Sommet à Hanoï avec Kim Jong-un : "Pour Donald Trump, c'est un jeu avant tout politique" avant la présidentielle de 2020

Pour Antoine Bondaz, spécialiste de la Corée, ce deuxième sommet entre les dirigeants nord-coréen et américain est surtout une occasion pour Donald Trump  de faire de la Corée du Nord un marqueur de son premier mandat et un succès diplomatique.

Donald trump à Hanoï le 27 février 2019.
Donald trump à Hanoï le 27 février 2019. (LUONG THAI LINH / POOL)

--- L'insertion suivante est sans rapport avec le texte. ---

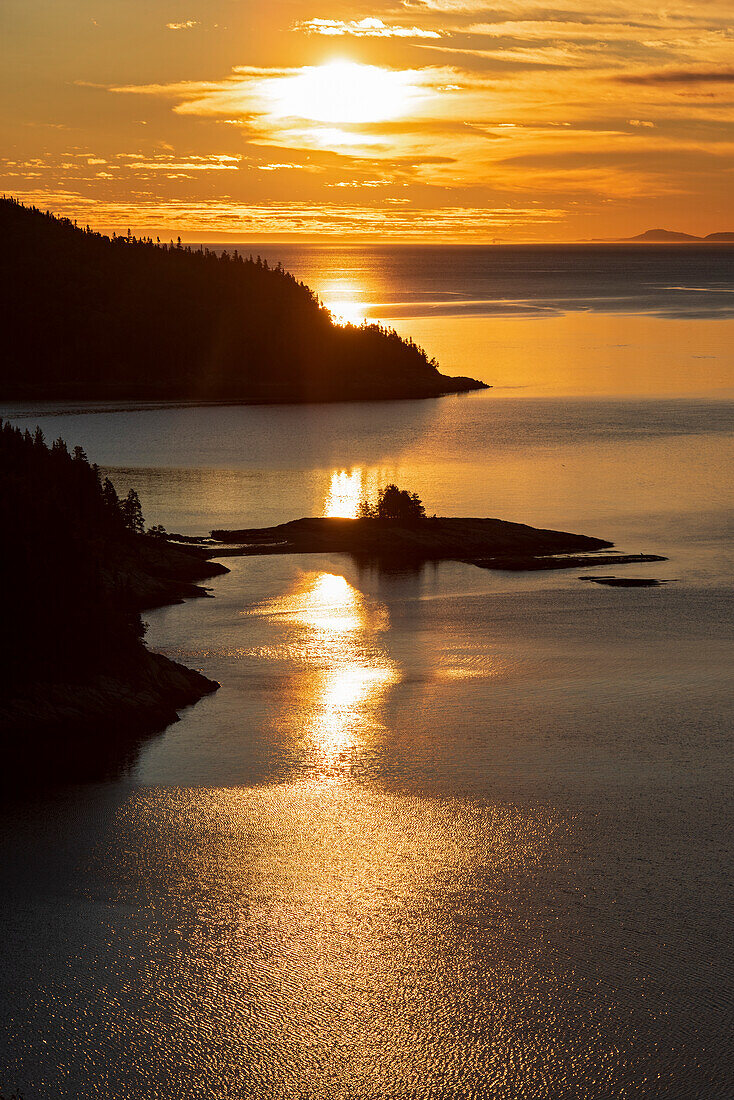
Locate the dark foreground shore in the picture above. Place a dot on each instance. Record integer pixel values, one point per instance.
(90, 726)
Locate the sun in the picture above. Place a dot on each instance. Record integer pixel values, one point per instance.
(342, 91)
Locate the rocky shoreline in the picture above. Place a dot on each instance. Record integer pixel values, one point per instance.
(92, 726)
(490, 543)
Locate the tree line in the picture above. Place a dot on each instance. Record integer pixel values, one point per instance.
(86, 316)
(63, 618)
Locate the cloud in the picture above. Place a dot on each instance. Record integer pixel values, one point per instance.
(678, 76)
(367, 28)
(394, 221)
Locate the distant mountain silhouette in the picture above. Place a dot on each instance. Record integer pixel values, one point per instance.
(87, 317)
(663, 235)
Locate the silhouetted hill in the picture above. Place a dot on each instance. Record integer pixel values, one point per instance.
(77, 684)
(669, 235)
(87, 317)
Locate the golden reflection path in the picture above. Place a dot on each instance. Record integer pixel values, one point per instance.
(346, 299)
(333, 630)
(348, 487)
(359, 939)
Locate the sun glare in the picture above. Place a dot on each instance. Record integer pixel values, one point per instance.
(342, 91)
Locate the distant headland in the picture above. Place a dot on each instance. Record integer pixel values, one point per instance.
(672, 237)
(86, 317)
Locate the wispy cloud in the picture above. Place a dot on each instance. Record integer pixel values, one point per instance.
(679, 76)
(398, 220)
(368, 28)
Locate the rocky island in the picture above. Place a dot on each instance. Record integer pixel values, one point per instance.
(491, 543)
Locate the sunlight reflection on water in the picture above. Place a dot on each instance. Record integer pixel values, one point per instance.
(337, 638)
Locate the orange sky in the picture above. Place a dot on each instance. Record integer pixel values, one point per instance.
(422, 120)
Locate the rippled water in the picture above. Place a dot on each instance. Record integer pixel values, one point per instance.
(440, 834)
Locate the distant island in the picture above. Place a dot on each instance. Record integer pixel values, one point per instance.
(490, 543)
(671, 237)
(78, 688)
(85, 317)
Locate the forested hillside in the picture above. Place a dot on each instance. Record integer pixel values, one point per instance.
(88, 317)
(78, 568)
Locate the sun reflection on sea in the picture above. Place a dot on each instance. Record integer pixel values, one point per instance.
(348, 487)
(335, 634)
(346, 300)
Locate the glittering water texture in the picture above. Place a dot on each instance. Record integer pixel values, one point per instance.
(441, 834)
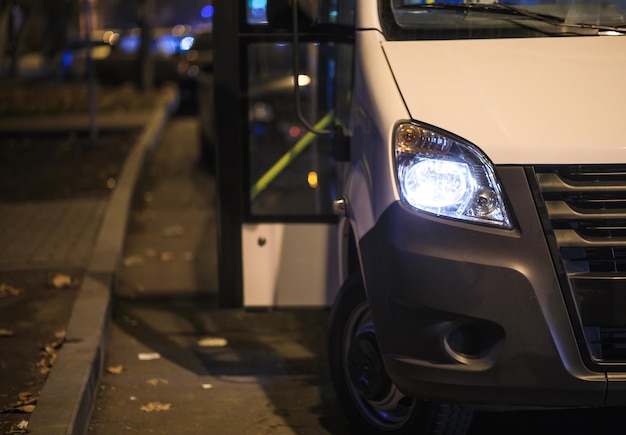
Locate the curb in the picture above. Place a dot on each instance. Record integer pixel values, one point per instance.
(66, 401)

Le leader nord-coréen, Kim Jong-un, et le président américain Donald Trump sont réunis à Hanoï au Vietnam, pour un deuxième sommet. Le premier, en juin 2018 à Singapour, avait débouché sur une vague déclaration sur "la dénucléarisation de la péninsule" mais pas sur de véritables engagements concrets. "Donald Trump est en train de jouer un jeu avant tout politique, avant les élections de 2020 : faire de la Corée du Nord un marqueur de son premier mandat et un succès diplomatique", explique mercredi 27 février sur franceinfo, Antoine Bondaz, spécialiste de la Corée, chercheur à la Fondation pour la Recherche Stratégique, enseignant à Sciences Po et co-auteur avec Benjamin Decoin de Corée du Nord : plongée au cœur d'un Etat totalitaire (éditions du Chêne, septembre 2016)

franceinfo : On attend toujours des actes forts quant à la dénucléarisation, est-ce que ce sommet d'Hanoï peut permettre des avancées ?

Antoine Bondaz : Il faut concrétiser les engagements [pris à Singapour en juin]. Il y a eu pour le moment un gel des essais côté nord-coréen, mais il n'y a pas un gel des programmes. La Corée du Nord continue d'accroître ses capacités nucléaires et balistiques. Tout l'enjeu de ce sommet, c'est donc d'obtenir par exemple le retour des inspecteurs [de l'ONU chargés de surveiller son programme nucléaire] et de s'acheminer, à terme, vers un gel des programmes, puis ensuite un début de démantèlement, mais cela viendra bien plus tard.

De quel arsenal nucléaire dispose Pyongyang ?

Les estimations varient, mais la Corée du Nord aurait entre 30 et 60 armes nucléaires selon le renseignement américain, des missiles de courte portée, moyenne portée et longue portée. Et puis, au-delà de cet arsenal nucléaire et balistique, elle dispose d'un arsenal chimique, d'artillerie conventionnelle... De quoi frapper les États-Unis, en théorie, mais surtout de quoi frapper le voisin sud-coréen, ou le Japon, et cela, c'est dans l'intérêt des États-Unis de l'éviter.

Kim Jong-un a, pour l'instant, seulement arrêté les essais nucléaires, compte-t-il aller plus loin ?

Les Américains ne comptent pas non plus aller plus loin, c'est à dire lever les sanctions de l'ONU sans avancées concrètes sur la dénucléarisation. Le jeu que Donald Trump est en train de jouer, c'est un jeu avant tout politique, avant les élections présidentielles de 2020, c'est à dire faire de la Corée du Nord un marqueur de son premier mandat et un succès diplomatique. La question est la suivante : ce sommet sera-t-il un succès en termes de communication politique ? Ou un succès concret, c'est à dire un avancement vers la dénucléarisation ?

S'il ne permet pas d'avancées concrètes, à quoi va servir ce sommet ?

Il permet, déjà, d'institutionnaliser le dialogue. C'est extrêmement important et c'était une des réussites diplomatiques du sommet de Singapour. Il n'y avait jamais eu de négociations au niveau présidentiel entre les États-Unis et la Corée du Nord auparavant. L'objectif désormais, c'est d'institutionnaliser le dialogue, potentiellement avec l'ouverture de bureaux de liaison et une présence diplomatique américaine permanente à Pyongyang. Ce sera très utile pour poursuivre les négociations.